この古畳リサイクルについては、学校の試験のように答えがひとつというものではないと思います。
実に、さまざまな答えがあると思います。
それは、取り組む地域や、置かれているさまざまな環境、立地条件、物流問題、使用素材などと言うように、それぞれの条件が違うからです。
例えば、私たちと同じ方法での取り組みが、東京ではできないだろうと思います。
答えは、その地域地域に合わせた形で行う事で、いくつもあるはずです。
だからこそ、その地域の皆でまとまって、互いに協力し合いながらその答えを見つけなくてはならないと思います。

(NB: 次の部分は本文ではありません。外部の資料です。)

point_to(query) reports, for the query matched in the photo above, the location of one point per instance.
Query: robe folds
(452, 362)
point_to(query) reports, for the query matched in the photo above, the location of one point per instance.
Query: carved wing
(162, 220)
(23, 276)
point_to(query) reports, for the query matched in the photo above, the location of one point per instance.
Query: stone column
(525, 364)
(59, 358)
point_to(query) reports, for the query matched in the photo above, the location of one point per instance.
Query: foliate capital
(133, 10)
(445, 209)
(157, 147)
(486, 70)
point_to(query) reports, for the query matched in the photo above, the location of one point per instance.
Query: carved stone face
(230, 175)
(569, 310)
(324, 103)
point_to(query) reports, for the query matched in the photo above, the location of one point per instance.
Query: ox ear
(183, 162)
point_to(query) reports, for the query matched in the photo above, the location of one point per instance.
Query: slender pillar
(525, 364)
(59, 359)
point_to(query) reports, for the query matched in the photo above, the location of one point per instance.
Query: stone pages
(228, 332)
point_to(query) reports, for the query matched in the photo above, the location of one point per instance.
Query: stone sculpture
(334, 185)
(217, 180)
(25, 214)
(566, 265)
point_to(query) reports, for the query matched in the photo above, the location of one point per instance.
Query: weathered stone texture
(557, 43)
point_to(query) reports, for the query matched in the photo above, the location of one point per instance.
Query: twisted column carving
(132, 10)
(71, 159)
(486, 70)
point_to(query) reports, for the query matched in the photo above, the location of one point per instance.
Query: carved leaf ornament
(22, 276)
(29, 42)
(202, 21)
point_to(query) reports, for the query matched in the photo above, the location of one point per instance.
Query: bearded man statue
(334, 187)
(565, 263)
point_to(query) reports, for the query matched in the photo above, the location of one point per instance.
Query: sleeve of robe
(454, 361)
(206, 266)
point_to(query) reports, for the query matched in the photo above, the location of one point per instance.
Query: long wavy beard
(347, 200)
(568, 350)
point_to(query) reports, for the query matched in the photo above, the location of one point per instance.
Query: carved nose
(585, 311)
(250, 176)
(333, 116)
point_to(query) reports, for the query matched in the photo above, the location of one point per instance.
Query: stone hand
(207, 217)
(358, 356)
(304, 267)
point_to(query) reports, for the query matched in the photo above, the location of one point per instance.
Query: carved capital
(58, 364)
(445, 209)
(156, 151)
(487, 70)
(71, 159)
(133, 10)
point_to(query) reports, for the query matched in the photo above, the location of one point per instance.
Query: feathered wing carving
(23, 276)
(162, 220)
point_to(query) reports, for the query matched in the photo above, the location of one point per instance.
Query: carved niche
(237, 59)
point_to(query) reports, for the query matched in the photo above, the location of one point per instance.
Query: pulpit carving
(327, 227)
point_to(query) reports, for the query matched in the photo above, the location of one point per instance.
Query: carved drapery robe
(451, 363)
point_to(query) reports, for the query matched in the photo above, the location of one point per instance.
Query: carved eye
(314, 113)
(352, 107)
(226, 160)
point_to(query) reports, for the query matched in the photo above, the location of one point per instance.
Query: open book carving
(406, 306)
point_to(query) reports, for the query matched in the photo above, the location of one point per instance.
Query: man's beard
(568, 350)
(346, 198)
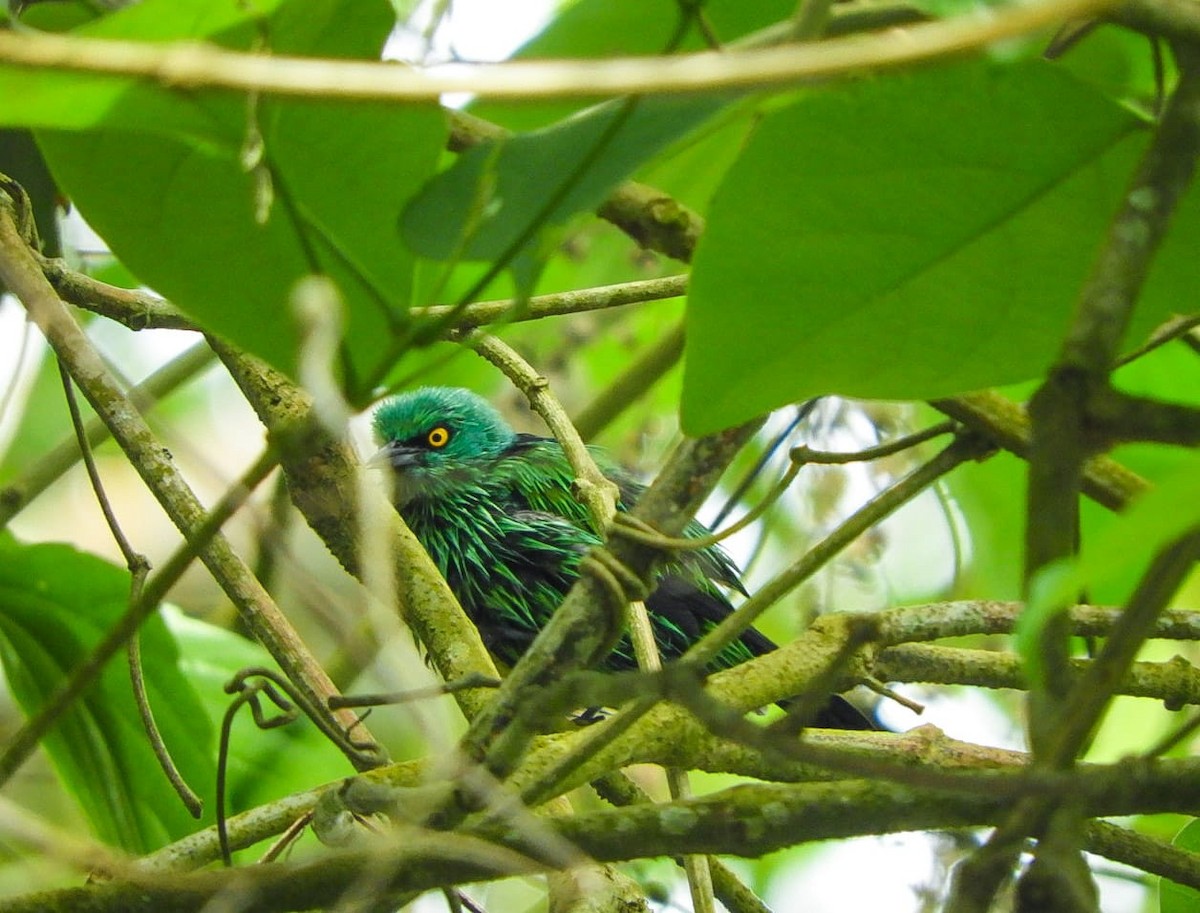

悪い意味ではなく、良い意味で「利用できるものは大いに何でも利用しましょう。」
この考えが、「エコ」の原点だと思います。
これは、身にしみてわかった事です。
利用できるものとは、物であり、人であり、時には情報であり、お金でありとさまざまでしょう。
いろんな人と接点を持つと、今まで知らなかった情報や方法、又は更なる人材への接点というように、どんどん広がっていきます。
また、時には私たちが持っている「畳」に対する固定観念が邪魔になります。
しかし、他の分野の方たちからは、そんな事は関係なく斬新(勝手)なアイデアでアドバイスして頂けます。
ですから、まずはいろんな分野の方々と接点をもち、その方々を大いに利用しましょう。
個人や取引会社の方だったり、市や県の関係者や知識人の方、同業者などたくさんおられるはずです。
そのかわり、お付き合いは大切にし、また逆に自分達も大いに利用される人にならなければなりません。
最後に、誰のため、何のためにするのですか?
今始めなければ、私たちのツケ(負の遺産)を、自分の子供、又は、自分の孫の代まで先送りするだけになります。
私たち会員が住む水俣市で発生した水俣病は汚染源と被害者がおおよそ特定されていました。
しかし、1990年代に入ってからの酸性雨やダイオキシンなどのような環境問題は、その汚染源と被害者が特定しづらくなってきました。
また、家庭生活関係でも、シックハウスやアトピーのような環境問題はその汚染源や原因が特定されにくい状況ではないでしょうか。
自分達の子や孫が、そんな環境で苦しむ事がないように、「あの時の畳が原因だった」と言われないためにも、今、私たち業界が協力し合って、互いに行動すべきと考えています。